OBJECTIVE: Activating mutations in the KCNJ11 and ABCC8 genes encoding the Kir6.2 and SUR1 subunits of the pancreatic ATP-sensitive K(+) channel are the most common cause of permanent neonatal diabetes. In contrast to KCNJ11, where only dominant heterozygous mutations have been identified, recessively acting ABCC8 mutations have recently been found in some patients with neonatal diabetes. These genes are co-located on chromosome 11p15.1, centromeric to the imprinted Beckwith-Wiedemann syndrome (BWS) locus at 11p15.5. We investigated a male with hemihypertrophy, a condition classically associated with neonatal hyperinsulinemia and hypoglycemia, who developed neonatal diabetes at age 5 weeks.

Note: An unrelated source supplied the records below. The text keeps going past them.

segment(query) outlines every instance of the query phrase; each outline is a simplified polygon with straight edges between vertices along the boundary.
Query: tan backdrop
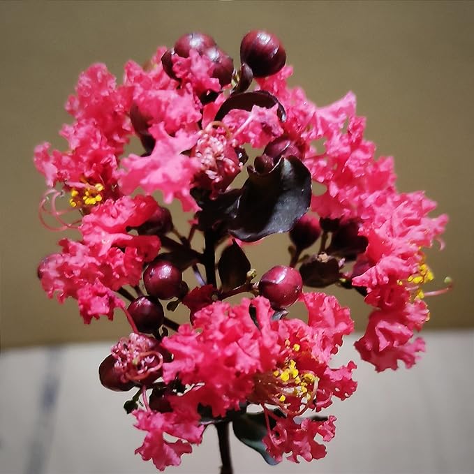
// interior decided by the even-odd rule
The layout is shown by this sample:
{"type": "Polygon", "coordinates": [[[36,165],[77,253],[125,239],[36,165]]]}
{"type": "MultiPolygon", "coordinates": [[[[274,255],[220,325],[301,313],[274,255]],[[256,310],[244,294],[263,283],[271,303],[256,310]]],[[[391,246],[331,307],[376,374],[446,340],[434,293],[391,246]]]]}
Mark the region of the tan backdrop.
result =
{"type": "MultiPolygon", "coordinates": [[[[193,30],[238,59],[242,36],[267,29],[286,46],[294,83],[317,103],[355,92],[367,136],[396,158],[400,190],[426,189],[451,216],[446,249],[430,254],[429,263],[438,283],[450,275],[455,290],[430,302],[429,327],[472,326],[473,24],[472,2],[2,2],[3,346],[113,339],[126,331],[121,318],[84,327],[73,302],[60,306],[41,290],[36,265],[59,235],[38,221],[45,185],[32,150],[43,140],[64,147],[62,107],[91,63],[121,75],[128,59],[143,61],[156,45],[193,30]]],[[[286,245],[272,237],[265,253],[250,249],[252,261],[260,272],[280,253],[286,262],[286,245]]],[[[367,309],[357,295],[339,295],[363,322],[367,309]]]]}

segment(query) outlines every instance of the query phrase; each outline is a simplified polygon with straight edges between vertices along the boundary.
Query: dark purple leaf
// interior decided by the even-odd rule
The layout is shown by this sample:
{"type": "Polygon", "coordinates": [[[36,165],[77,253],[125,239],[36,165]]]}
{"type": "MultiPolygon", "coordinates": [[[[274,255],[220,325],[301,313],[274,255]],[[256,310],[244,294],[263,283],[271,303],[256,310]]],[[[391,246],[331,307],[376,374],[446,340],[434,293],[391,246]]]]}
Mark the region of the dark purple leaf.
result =
{"type": "Polygon", "coordinates": [[[223,291],[232,290],[246,281],[250,262],[235,240],[222,252],[217,269],[223,291]]]}
{"type": "Polygon", "coordinates": [[[166,253],[160,253],[157,260],[166,260],[177,267],[182,272],[200,261],[200,255],[192,249],[182,247],[166,253]]]}
{"type": "MultiPolygon", "coordinates": [[[[273,428],[275,421],[272,417],[269,421],[270,427],[273,428]]],[[[268,454],[262,441],[267,433],[264,413],[245,413],[236,417],[232,420],[232,427],[234,434],[239,441],[261,454],[268,464],[278,464],[278,461],[268,454]]]]}
{"type": "Polygon", "coordinates": [[[249,179],[229,223],[230,233],[255,242],[288,232],[309,208],[311,177],[297,158],[281,158],[267,173],[249,168],[249,179]]]}
{"type": "Polygon", "coordinates": [[[339,264],[336,258],[322,253],[302,263],[299,273],[304,285],[321,288],[339,280],[339,264]]]}
{"type": "Polygon", "coordinates": [[[253,91],[253,92],[239,92],[232,94],[217,111],[214,120],[221,121],[227,114],[234,109],[250,112],[253,105],[271,109],[278,104],[276,114],[281,121],[286,120],[286,112],[279,101],[267,91],[253,91]]]}

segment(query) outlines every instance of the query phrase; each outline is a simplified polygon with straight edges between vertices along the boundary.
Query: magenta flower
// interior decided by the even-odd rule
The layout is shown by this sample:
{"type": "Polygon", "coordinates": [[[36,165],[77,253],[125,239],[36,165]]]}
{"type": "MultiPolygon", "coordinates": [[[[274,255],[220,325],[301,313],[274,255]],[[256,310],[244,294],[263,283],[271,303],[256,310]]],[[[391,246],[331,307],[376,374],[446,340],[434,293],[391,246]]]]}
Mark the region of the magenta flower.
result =
{"type": "Polygon", "coordinates": [[[371,313],[355,346],[380,371],[415,363],[426,297],[451,287],[426,290],[424,249],[443,247],[447,217],[430,215],[436,203],[422,191],[397,191],[394,160],[364,137],[355,95],[321,106],[290,87],[285,48],[267,31],[244,36],[240,59],[235,66],[194,32],[143,66],[129,61],[121,84],[94,64],[66,105],[66,150],[34,151],[47,186],[43,223],[79,232],[43,260],[41,285],[76,299],[87,324],[125,314],[132,332],[99,378],[135,390],[124,407],[146,432],[135,453],[160,471],[209,424],[221,474],[232,473],[230,424],[269,464],[323,457],[336,418],[321,412],[357,385],[354,362],[332,362],[353,321],[324,288],[363,295],[371,313]],[[141,151],[126,151],[132,140],[141,151]],[[188,232],[160,199],[191,213],[188,232]],[[288,235],[288,261],[274,252],[259,274],[246,245],[276,233],[288,235]],[[307,320],[293,314],[297,302],[307,320]],[[179,324],[183,306],[189,323],[179,324]]]}

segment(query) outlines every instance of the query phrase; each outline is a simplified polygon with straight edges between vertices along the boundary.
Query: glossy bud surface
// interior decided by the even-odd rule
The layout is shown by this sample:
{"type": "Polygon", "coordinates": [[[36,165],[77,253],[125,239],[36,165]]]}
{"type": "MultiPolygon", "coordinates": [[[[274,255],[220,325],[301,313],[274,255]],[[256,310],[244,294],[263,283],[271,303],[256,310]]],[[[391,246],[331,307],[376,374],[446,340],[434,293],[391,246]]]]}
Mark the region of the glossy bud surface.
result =
{"type": "Polygon", "coordinates": [[[240,43],[240,59],[250,66],[255,77],[265,77],[285,66],[286,53],[275,35],[253,31],[244,36],[240,43]]]}
{"type": "Polygon", "coordinates": [[[183,276],[177,267],[164,260],[152,262],[143,274],[143,283],[149,295],[170,299],[182,291],[183,276]]]}
{"type": "Polygon", "coordinates": [[[148,296],[140,296],[128,306],[128,313],[140,332],[151,333],[163,325],[165,313],[158,301],[148,296]]]}
{"type": "Polygon", "coordinates": [[[270,269],[258,283],[260,295],[278,308],[292,304],[302,289],[303,281],[299,272],[290,267],[281,265],[270,269]]]}

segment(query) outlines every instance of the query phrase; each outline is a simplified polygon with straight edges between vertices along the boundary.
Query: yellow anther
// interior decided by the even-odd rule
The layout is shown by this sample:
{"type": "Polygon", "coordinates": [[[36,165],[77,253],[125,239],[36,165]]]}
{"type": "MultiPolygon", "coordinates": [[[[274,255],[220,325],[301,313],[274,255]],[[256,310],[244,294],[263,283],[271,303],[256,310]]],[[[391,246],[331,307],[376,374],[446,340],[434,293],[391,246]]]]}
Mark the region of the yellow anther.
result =
{"type": "Polygon", "coordinates": [[[309,372],[303,374],[303,378],[309,383],[312,383],[316,379],[316,378],[309,372]]]}
{"type": "Polygon", "coordinates": [[[288,382],[290,380],[290,372],[289,371],[285,370],[281,373],[281,375],[280,376],[280,378],[283,381],[283,382],[288,382]]]}

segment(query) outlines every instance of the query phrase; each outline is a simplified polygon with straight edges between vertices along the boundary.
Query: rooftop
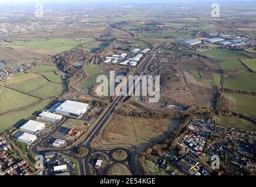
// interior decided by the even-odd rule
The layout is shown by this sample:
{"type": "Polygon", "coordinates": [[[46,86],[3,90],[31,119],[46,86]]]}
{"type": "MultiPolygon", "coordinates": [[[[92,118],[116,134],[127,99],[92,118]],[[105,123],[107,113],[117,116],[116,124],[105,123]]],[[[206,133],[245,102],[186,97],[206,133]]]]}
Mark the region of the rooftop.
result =
{"type": "Polygon", "coordinates": [[[50,112],[43,112],[39,115],[40,117],[49,117],[51,119],[55,119],[58,120],[62,117],[62,115],[56,115],[55,113],[52,113],[50,112]]]}
{"type": "Polygon", "coordinates": [[[31,131],[36,131],[42,129],[45,126],[45,123],[30,120],[25,124],[22,125],[20,129],[26,129],[31,131]]]}
{"type": "Polygon", "coordinates": [[[69,113],[80,114],[89,105],[87,103],[67,100],[59,106],[56,109],[56,110],[59,110],[69,113]]]}
{"type": "Polygon", "coordinates": [[[196,44],[198,43],[200,43],[201,42],[201,40],[199,40],[198,39],[191,39],[180,41],[180,43],[185,43],[189,45],[196,44]]]}
{"type": "Polygon", "coordinates": [[[31,142],[33,141],[35,139],[36,139],[36,136],[27,133],[23,133],[18,137],[18,138],[28,142],[31,142]]]}

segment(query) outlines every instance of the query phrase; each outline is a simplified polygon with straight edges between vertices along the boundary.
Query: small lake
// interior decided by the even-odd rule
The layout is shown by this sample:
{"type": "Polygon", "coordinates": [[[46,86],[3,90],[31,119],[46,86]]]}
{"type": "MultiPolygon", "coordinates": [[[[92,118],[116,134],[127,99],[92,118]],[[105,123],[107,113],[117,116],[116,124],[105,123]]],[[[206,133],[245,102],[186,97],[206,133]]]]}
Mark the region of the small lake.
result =
{"type": "Polygon", "coordinates": [[[83,65],[83,64],[85,64],[85,61],[84,60],[79,61],[78,62],[75,63],[75,66],[76,68],[81,67],[83,65]]]}
{"type": "Polygon", "coordinates": [[[4,66],[4,65],[6,65],[5,63],[0,63],[0,66],[4,66]]]}

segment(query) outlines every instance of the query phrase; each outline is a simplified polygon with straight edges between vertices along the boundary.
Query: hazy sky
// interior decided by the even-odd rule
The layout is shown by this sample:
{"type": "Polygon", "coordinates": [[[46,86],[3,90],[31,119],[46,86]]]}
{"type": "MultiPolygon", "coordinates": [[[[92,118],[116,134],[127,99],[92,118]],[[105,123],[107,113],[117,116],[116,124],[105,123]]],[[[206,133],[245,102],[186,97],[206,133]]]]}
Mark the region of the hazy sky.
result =
{"type": "Polygon", "coordinates": [[[61,4],[62,5],[66,4],[78,5],[79,4],[85,5],[90,4],[106,4],[115,3],[116,4],[145,4],[145,3],[171,3],[176,2],[178,4],[186,4],[197,2],[199,4],[214,3],[221,2],[230,2],[230,1],[248,1],[254,0],[0,0],[0,9],[8,6],[13,8],[21,5],[21,8],[23,6],[34,6],[37,3],[42,3],[45,5],[51,6],[52,5],[61,4]]]}

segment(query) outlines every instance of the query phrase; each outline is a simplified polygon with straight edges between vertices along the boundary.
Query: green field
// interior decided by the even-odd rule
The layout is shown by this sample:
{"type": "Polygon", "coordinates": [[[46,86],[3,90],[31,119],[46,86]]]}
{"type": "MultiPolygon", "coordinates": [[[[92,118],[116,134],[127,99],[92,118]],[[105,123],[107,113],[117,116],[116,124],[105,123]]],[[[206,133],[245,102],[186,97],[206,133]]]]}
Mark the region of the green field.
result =
{"type": "Polygon", "coordinates": [[[0,116],[0,131],[8,129],[14,125],[19,126],[23,124],[24,120],[28,120],[34,115],[38,115],[52,101],[47,101],[25,110],[0,116]]]}
{"type": "MultiPolygon", "coordinates": [[[[92,41],[93,39],[89,40],[89,41],[91,40],[92,41]]],[[[15,44],[60,53],[70,50],[82,43],[83,42],[70,39],[52,39],[48,40],[35,40],[28,42],[16,41],[15,44]]]]}
{"type": "Polygon", "coordinates": [[[200,75],[199,74],[199,71],[196,70],[189,70],[189,73],[190,73],[198,81],[204,82],[208,84],[211,84],[213,85],[218,86],[220,85],[220,75],[218,73],[211,72],[213,75],[212,79],[206,79],[201,78],[200,75]]]}
{"type": "Polygon", "coordinates": [[[13,109],[29,106],[39,99],[9,88],[0,88],[0,113],[13,109]]]}
{"type": "Polygon", "coordinates": [[[35,68],[33,69],[33,72],[45,72],[45,71],[58,71],[59,70],[59,69],[55,67],[55,66],[51,66],[51,65],[38,65],[35,67],[35,68]]]}
{"type": "Polygon", "coordinates": [[[14,84],[22,82],[40,77],[41,76],[39,75],[37,75],[33,73],[16,74],[12,76],[11,76],[10,77],[11,78],[7,80],[5,82],[6,85],[9,85],[14,84]]]}
{"type": "Polygon", "coordinates": [[[131,40],[128,41],[127,43],[129,43],[129,44],[126,44],[126,46],[129,47],[140,46],[146,47],[149,46],[149,43],[140,40],[131,40]]]}
{"type": "Polygon", "coordinates": [[[225,77],[224,87],[245,91],[256,91],[256,74],[247,71],[225,77]]]}
{"type": "Polygon", "coordinates": [[[212,72],[213,75],[213,82],[211,82],[212,85],[219,86],[220,85],[220,80],[221,77],[220,75],[216,72],[212,72]]]}
{"type": "Polygon", "coordinates": [[[240,59],[245,58],[244,56],[239,54],[239,51],[234,53],[233,51],[231,50],[211,49],[204,51],[200,51],[198,53],[202,55],[205,55],[210,58],[220,60],[240,59]]]}
{"type": "Polygon", "coordinates": [[[256,71],[256,59],[244,59],[242,61],[250,68],[256,71]]]}
{"type": "Polygon", "coordinates": [[[217,117],[217,124],[234,128],[256,130],[256,125],[252,123],[235,117],[217,117]]]}
{"type": "Polygon", "coordinates": [[[43,86],[48,82],[45,78],[41,77],[18,84],[14,84],[9,87],[25,93],[29,94],[31,92],[43,86]]]}
{"type": "Polygon", "coordinates": [[[163,49],[161,50],[160,51],[162,52],[163,53],[172,54],[176,56],[190,53],[190,51],[187,51],[185,50],[175,50],[175,49],[163,49]]]}
{"type": "Polygon", "coordinates": [[[231,93],[225,95],[232,101],[233,111],[256,117],[256,96],[231,93]]]}
{"type": "Polygon", "coordinates": [[[235,70],[245,68],[245,67],[242,65],[238,59],[234,60],[221,60],[217,61],[217,64],[221,70],[235,70]]]}
{"type": "Polygon", "coordinates": [[[59,97],[67,89],[66,84],[49,82],[31,92],[31,94],[43,99],[47,99],[52,96],[59,97]]]}
{"type": "Polygon", "coordinates": [[[39,74],[40,75],[45,76],[47,79],[50,81],[62,84],[66,82],[65,80],[62,79],[62,76],[56,74],[54,71],[43,72],[40,72],[39,74]]]}
{"type": "Polygon", "coordinates": [[[96,84],[97,77],[102,74],[102,71],[99,65],[89,65],[86,67],[86,71],[89,77],[76,86],[78,89],[85,89],[90,85],[96,84]]]}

RESEARCH DESIGN AND METHODS: The KCNJ11 and ABCC8 genes and microsatellite markers on chromosome 11 were analyzed in DNA samples from the patient and his parents. RESULTS: A paternally inherited activating mutation (N72S) in the ABCC8 gene was identified in the proband. The mutation was present at 70% in the patient's leukocytes and 50% in buccal cells. Microsatellite analysis demonstrated mosaic segmental paternal uniparental isodisomy (UPD) of 11pter-11p14 in the proband that encompassed the ABCC8 gene and the BWS locus. CONCLUSIONS: We report a patient with neonatal diabetes, hemihypertrophy, and relatively high birth weight resulting from telomeric segmental paternal UPD of chromosome 11, which unmasks a recessively acting gain-of-function mutation in the ABCC8 gene and causes deregulation of imprinted genes at the BWS locus on 11p15.5.